The accumulations in the Al Shaheen field, whilst substantial, sit in extremely thin layers, at times barely more than one metre thick, but stretching
for ten kilometres or more in some cases.

The field is rarely considered ‘giant’ because of the complex challenges involved in exploiting its resources, but Hoch says that by pushing the envelope of what is now possible in terms of data acquisition, and combining many inputs, the team working on FDP 2005 have managed to make the seemingly impossible hugely profitable for Qatar.

“Seismic is probably the area in geosciences where we are seeing the biggest steps forward, Techniques and methods are developing, and in our case through very high level integration with well data. We have pushed the seismic data to the very limits of the resolution it can provide, combining that with masses of information from our wells” Hoch continues.

Managing the flood of data from over 230 horizontal wells, across an area that’s currently 700km2, but could potentially stretch to 2500km2 is a colossal task, but one Hoch relishes, and clearly enjoys extracting every bit if information from.

“Wherever we are in the FDP, we aren’t just thinking about what we can do today, we are constantly thinking about what we can do tomorrow. Right now we are using water injection to displace oil and build up pressure around the producers, which can deliver much better recovery” adds Hoch.

The three main accumulations are made up of two carbonate and one clastic reservoir, further complicating the Geoscience team’s work.

“With the carbonate reservoirs there is a huge variation across the Field in terms of the oil’s specific gravity. In some areas it can vary between quite heavy oil and quite light oil, which naturally has a huge impact on how you develop those wells. Also there are fractures systems throughout, but new seismic acquisition and interpretation is making a massive difference to our understanding of the reservoir.”

Few observers will have missed the announcement in 2008 that Maersk Oil Qatar had set a new world record, when a horizontal well drilled in the Al Shaheen field reached a total depth of 40,320 feet(12.3km), with a horizontal section of 35,770 feet.

The nature of the oil deposits in Al Shaheen require horizontal drilling to make development viable, but was going for the world record (Maersk Oil Qatar is in the Guinness Book of World Records, and Hoch displays the certificate proudly in his office), really a production necessity, or just a case of showboating?

“That’s a good question,” laughs Hoch. “Many people want to know why we do it this way, and the simple answer is value for money. The cost per foot of drilling that well was exactly the same, if not cheaper than drilling shorter ones.

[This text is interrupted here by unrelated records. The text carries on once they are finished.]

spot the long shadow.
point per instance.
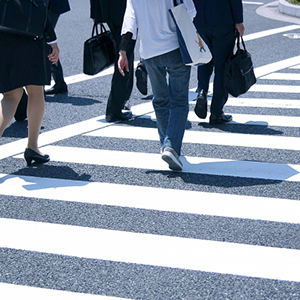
(243, 128)
(38, 171)
(231, 173)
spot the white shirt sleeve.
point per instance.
(130, 21)
(189, 4)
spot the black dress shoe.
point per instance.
(141, 78)
(31, 155)
(119, 117)
(219, 119)
(58, 88)
(201, 105)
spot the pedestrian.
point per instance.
(112, 13)
(56, 8)
(217, 22)
(23, 62)
(168, 75)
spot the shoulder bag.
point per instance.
(100, 51)
(239, 73)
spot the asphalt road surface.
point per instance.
(106, 218)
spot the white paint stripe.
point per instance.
(270, 88)
(254, 102)
(282, 76)
(263, 120)
(260, 102)
(10, 291)
(62, 133)
(199, 137)
(274, 67)
(254, 3)
(196, 165)
(296, 67)
(140, 197)
(155, 250)
(269, 32)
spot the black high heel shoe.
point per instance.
(31, 155)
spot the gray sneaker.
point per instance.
(170, 156)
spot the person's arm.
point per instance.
(123, 61)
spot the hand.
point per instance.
(53, 56)
(123, 62)
(240, 29)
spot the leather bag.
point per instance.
(239, 73)
(100, 51)
(24, 17)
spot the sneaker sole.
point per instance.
(171, 161)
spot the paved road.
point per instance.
(105, 219)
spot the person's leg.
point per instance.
(157, 75)
(35, 114)
(8, 106)
(179, 76)
(121, 86)
(223, 43)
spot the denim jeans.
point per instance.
(170, 96)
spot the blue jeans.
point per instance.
(170, 99)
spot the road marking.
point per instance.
(265, 33)
(154, 250)
(200, 137)
(270, 88)
(46, 138)
(13, 291)
(152, 198)
(195, 165)
(274, 67)
(254, 3)
(262, 120)
(282, 76)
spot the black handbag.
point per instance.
(239, 73)
(25, 17)
(100, 51)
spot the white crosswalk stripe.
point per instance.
(160, 250)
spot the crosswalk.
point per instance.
(231, 215)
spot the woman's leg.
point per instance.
(35, 114)
(8, 107)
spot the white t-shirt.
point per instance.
(154, 24)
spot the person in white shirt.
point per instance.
(168, 75)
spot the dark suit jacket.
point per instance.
(218, 12)
(106, 11)
(59, 6)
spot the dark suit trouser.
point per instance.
(121, 86)
(220, 40)
(56, 70)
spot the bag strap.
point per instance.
(238, 42)
(177, 2)
(95, 29)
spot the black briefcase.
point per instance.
(100, 51)
(239, 73)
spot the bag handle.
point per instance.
(177, 2)
(238, 42)
(95, 29)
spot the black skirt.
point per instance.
(23, 61)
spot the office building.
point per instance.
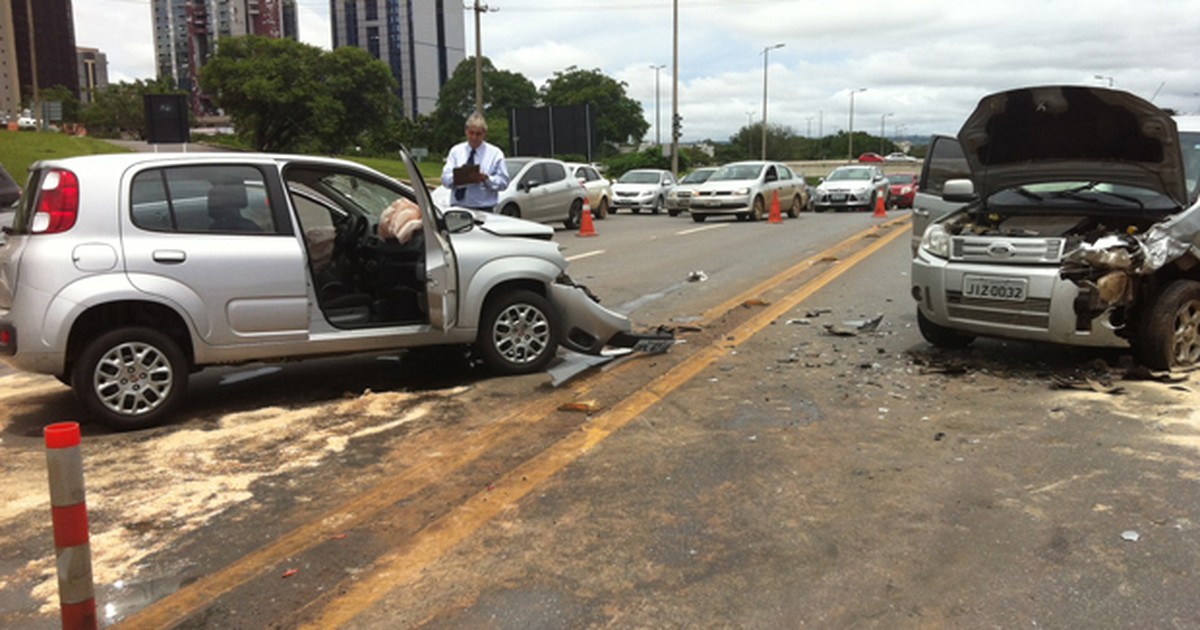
(51, 61)
(187, 31)
(93, 73)
(421, 41)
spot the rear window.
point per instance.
(202, 199)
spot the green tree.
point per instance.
(503, 91)
(618, 117)
(119, 109)
(288, 96)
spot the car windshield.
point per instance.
(697, 177)
(640, 177)
(737, 172)
(850, 174)
(1083, 197)
(514, 166)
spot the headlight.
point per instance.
(936, 241)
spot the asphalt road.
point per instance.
(766, 473)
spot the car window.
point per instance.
(202, 199)
(945, 162)
(553, 172)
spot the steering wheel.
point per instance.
(353, 231)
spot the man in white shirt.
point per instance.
(478, 191)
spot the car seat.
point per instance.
(226, 202)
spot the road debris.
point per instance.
(580, 406)
(1089, 384)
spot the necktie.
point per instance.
(461, 192)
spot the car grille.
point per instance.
(1007, 250)
(1033, 312)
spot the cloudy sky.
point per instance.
(924, 63)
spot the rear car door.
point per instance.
(216, 239)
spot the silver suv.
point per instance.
(1080, 226)
(123, 274)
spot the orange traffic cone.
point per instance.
(775, 217)
(586, 227)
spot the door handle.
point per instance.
(169, 257)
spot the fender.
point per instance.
(474, 289)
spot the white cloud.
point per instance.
(924, 61)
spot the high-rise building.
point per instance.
(421, 41)
(186, 34)
(51, 61)
(10, 78)
(93, 73)
(291, 21)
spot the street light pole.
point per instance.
(658, 118)
(479, 58)
(851, 137)
(675, 89)
(765, 55)
(882, 133)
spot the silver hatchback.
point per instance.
(123, 274)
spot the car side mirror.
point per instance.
(459, 221)
(959, 190)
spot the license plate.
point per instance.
(991, 288)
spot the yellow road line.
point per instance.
(406, 564)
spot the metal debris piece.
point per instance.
(1089, 384)
(580, 406)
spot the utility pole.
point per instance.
(675, 91)
(479, 57)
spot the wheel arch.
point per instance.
(109, 316)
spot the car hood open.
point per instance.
(508, 226)
(1072, 133)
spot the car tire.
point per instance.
(1169, 333)
(757, 209)
(940, 335)
(575, 215)
(517, 333)
(130, 378)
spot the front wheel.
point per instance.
(575, 215)
(756, 214)
(1169, 335)
(130, 378)
(940, 335)
(517, 333)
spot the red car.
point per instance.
(904, 189)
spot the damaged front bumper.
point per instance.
(589, 328)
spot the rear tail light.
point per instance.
(58, 203)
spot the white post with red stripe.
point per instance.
(69, 510)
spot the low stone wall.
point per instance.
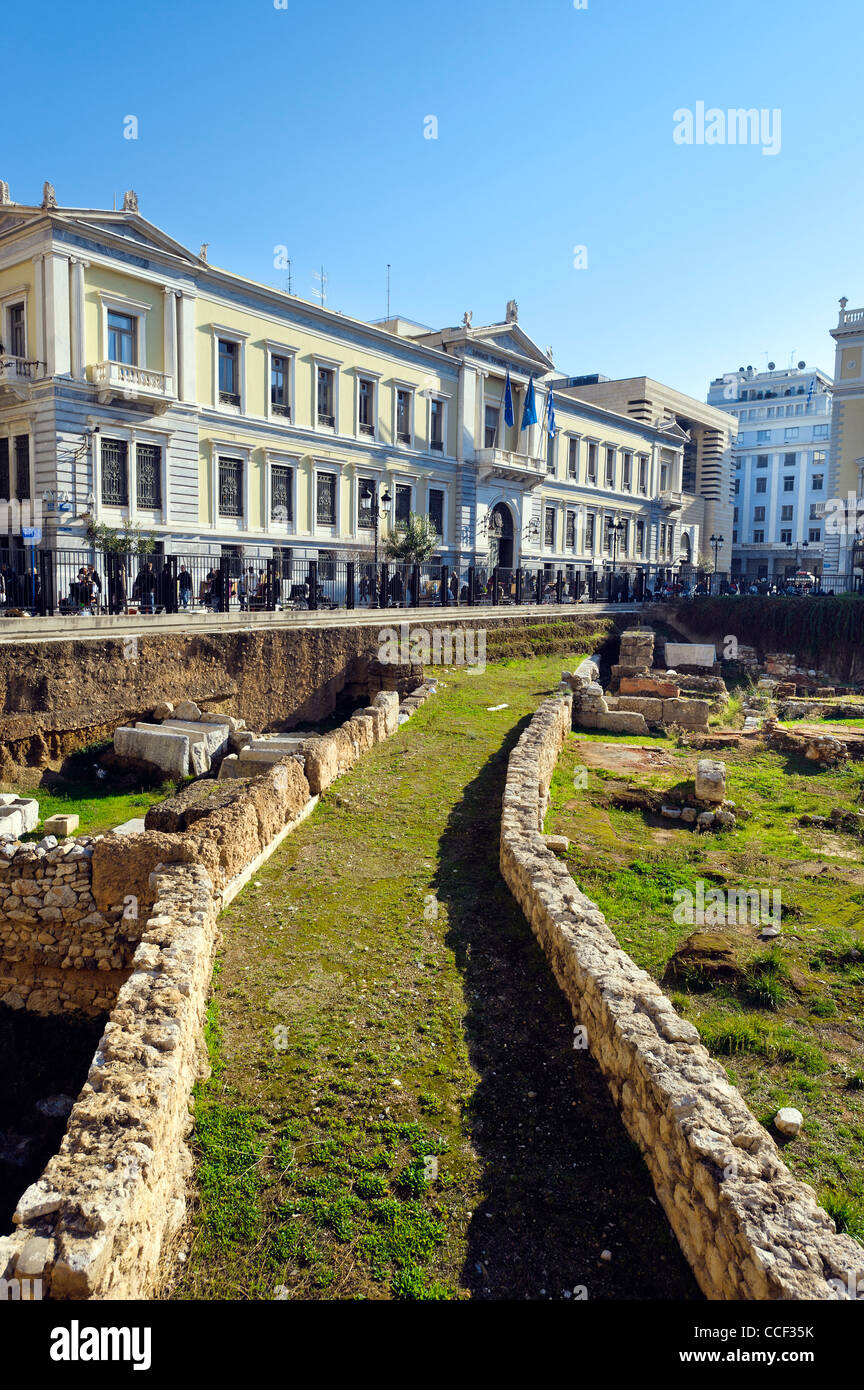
(96, 1222)
(749, 1229)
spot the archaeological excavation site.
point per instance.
(534, 972)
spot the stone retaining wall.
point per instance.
(749, 1229)
(96, 1222)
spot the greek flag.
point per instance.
(509, 414)
(529, 413)
(550, 416)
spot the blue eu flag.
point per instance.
(509, 414)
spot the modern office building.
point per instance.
(779, 470)
(142, 385)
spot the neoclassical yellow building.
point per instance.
(140, 384)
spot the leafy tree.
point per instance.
(414, 542)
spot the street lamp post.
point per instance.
(716, 541)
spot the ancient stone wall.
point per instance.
(96, 1222)
(749, 1229)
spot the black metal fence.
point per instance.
(65, 583)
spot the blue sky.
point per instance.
(304, 127)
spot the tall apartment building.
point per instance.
(779, 470)
(140, 384)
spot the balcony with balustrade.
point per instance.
(122, 381)
(510, 467)
(15, 377)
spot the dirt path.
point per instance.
(421, 1125)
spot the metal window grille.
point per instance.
(325, 509)
(114, 473)
(281, 494)
(149, 476)
(231, 487)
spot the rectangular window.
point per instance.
(367, 501)
(592, 463)
(436, 510)
(572, 459)
(122, 335)
(229, 377)
(231, 487)
(403, 416)
(149, 477)
(327, 414)
(403, 506)
(22, 467)
(325, 499)
(367, 406)
(17, 337)
(279, 403)
(282, 494)
(114, 473)
(436, 426)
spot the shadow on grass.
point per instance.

It boils down to economics and drilling this way has led to vast advancements in efficiency due to minimised infrastructure requirements and a decrease in the number of platforms and wells required.”
 

Future Tech

On a global perspective, horizontal drilling, and managing complex offshore project developments look like excellent areas for an oil company to have built a solid reputation for performance. New environments are not likely to be like the super-giant fields common to this part of the world.

“The new environments in West Africa, the Gulf of Mexico, and offshore South America are all technically challenging and demanding arenas, but this is what Maersk Oil has been doing, and doing well for over two decades,” beams Hoch.

“I think that makes this a very attractive industry to work in. The future of oil production will not just be about drilling a well and extracting oil, it’s going to be complex and challenging and that’s exciting.” he says.

The FDP 2005 is in its fourth year, but the project is rapidly approaching its most critical and exciting phase.

As the new tonnage arrives and links up with the existing infrastructure, all eyes will be on the Maersk Oil Qatar and Qatar Petroleum flagship project. Scheduled to be completed in Q4 2009 – Q1 2010, all industry eyes will shift offshore as the year progresses.

RECORD BREAKERS

Maersk Oil Qatar set a new world record in 2008 , when a horizontal well drilled in the Al Shaheen field reached a total depth of 40,320 feet (12.3km), with a horizontal section of 35,770 feet.